百姓一家 富山の美味しいコメづくりを守る
地域ネットワークで農業の高齢化・人手不足を克服
富山県は、豊かな水と肥沃な土壌に恵まれた米どころであり、記事では「百姓一家」という農業法人の取り組みが紹介されています。富山県では農業従事者の高齢化や人手不足によって耕作放棄地が増えていますが、百姓一家は地域のネットワークを活用し、農地を集約して農業を続けられる仕組みづくりを進めています。

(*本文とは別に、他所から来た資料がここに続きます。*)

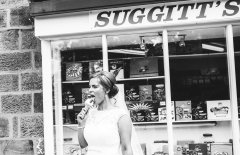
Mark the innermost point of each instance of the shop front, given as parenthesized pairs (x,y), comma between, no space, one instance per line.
(176,64)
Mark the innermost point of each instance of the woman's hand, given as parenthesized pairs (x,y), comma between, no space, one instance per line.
(82,116)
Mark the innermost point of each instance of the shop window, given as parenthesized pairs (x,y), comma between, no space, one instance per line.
(236,41)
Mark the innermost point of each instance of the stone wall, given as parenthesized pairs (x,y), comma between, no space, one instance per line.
(21,105)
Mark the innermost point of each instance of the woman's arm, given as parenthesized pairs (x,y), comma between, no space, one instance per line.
(125,132)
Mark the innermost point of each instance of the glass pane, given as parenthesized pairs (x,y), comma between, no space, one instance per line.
(137,61)
(199,88)
(74,61)
(236,40)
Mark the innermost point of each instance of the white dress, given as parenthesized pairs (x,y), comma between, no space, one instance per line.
(101,132)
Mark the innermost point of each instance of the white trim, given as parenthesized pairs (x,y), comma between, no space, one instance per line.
(233,89)
(105,52)
(47,97)
(56,61)
(168,92)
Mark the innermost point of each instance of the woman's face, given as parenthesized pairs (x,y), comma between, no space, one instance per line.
(97,90)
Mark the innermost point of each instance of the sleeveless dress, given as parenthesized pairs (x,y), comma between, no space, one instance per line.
(101,132)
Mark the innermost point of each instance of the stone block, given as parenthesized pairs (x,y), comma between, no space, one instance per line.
(31,126)
(15,61)
(8,83)
(29,41)
(31,81)
(20,16)
(38,103)
(15,127)
(3,19)
(9,40)
(4,127)
(38,59)
(16,147)
(16,103)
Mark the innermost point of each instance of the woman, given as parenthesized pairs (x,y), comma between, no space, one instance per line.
(106,129)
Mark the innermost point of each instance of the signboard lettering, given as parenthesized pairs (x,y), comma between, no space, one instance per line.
(163,14)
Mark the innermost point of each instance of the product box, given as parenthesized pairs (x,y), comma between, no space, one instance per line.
(159,92)
(199,110)
(221,149)
(185,145)
(144,67)
(143,111)
(117,68)
(74,71)
(95,66)
(72,149)
(198,149)
(183,110)
(132,93)
(158,147)
(85,92)
(145,92)
(162,112)
(219,110)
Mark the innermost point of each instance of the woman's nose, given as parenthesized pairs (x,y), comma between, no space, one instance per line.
(90,90)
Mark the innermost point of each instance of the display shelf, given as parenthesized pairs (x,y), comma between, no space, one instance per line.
(127,79)
(141,78)
(181,123)
(85,81)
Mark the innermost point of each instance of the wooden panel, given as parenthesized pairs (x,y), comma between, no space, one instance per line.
(43,7)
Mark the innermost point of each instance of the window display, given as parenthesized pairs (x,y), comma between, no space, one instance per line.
(198,77)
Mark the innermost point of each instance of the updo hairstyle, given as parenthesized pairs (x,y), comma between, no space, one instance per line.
(108,81)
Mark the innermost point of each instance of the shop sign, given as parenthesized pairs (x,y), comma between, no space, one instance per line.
(165,14)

百姓一家の代表を務める本田昌幸さんは、もともと建設業を営んでおり、クレーン作業を通して農家や地域とのつながりを築いてきました。その中で、農作業を担う人の高齢化や人手不足を目の当たりにし、「自分たちが農業を支えよう」と考えるようになりました。農家から「田んぼを引き受けてほしい」と相談される機会が増えたことをきっかけに、2024年に百姓一家を設立しました。

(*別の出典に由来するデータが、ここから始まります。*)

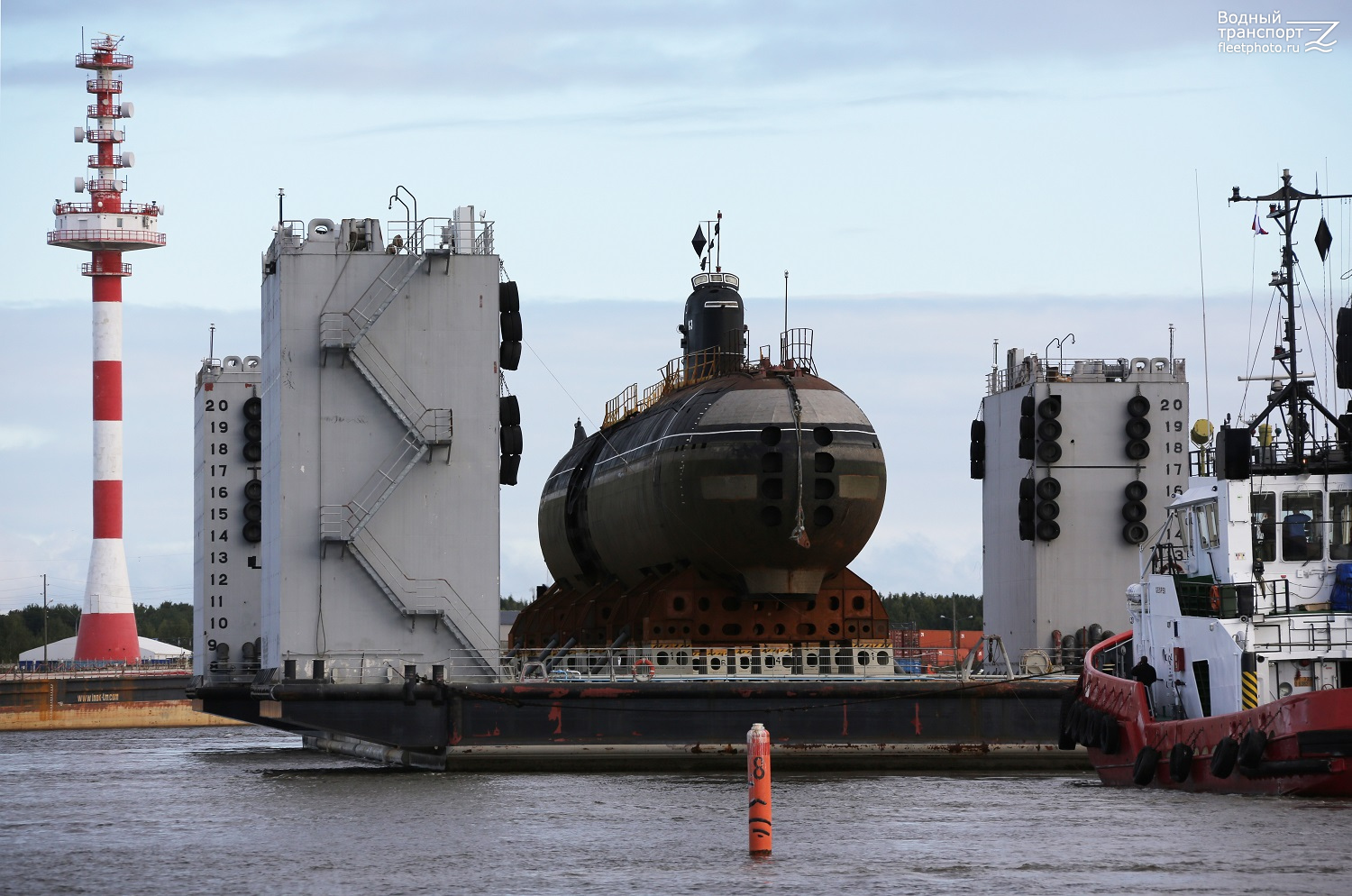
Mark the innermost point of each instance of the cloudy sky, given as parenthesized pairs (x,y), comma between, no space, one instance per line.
(935,178)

農業を始めた後は、田植えや稲刈りなどの作業を効率化するため、作業をグループ分けしたり、スケジュールを細かく管理したりするなど、建設業で培った経験を農業に取り入れています。また、品質の高い米づくりにも力を入れ、土壌改良や肥料の工夫を行っています。その結果、百姓一家のコメは高く評価され、飲食店などからの注文にもつながっています。
さらに、百姓一家はAIやドローンを活用したスマート農業にも挑戦しています。ドローンによる農薬散布など、最新技術を取り入れることで作業の効率化や省力化を目指しています。将来的には、若者が農業に関心を持ち、農業を魅力的な職業として感じられるような環境をつくることも目標としています。
一方で、農地を手放したい高齢の農家から土地を借り受けることで、耕作放棄地の増加を防ぐ役割も果たしています。地域の農家や自治会などとのつながりを大切にしながら、農業を地域全体で支える仕組みをつくろうとしているのが「百姓一家」の取り組みです。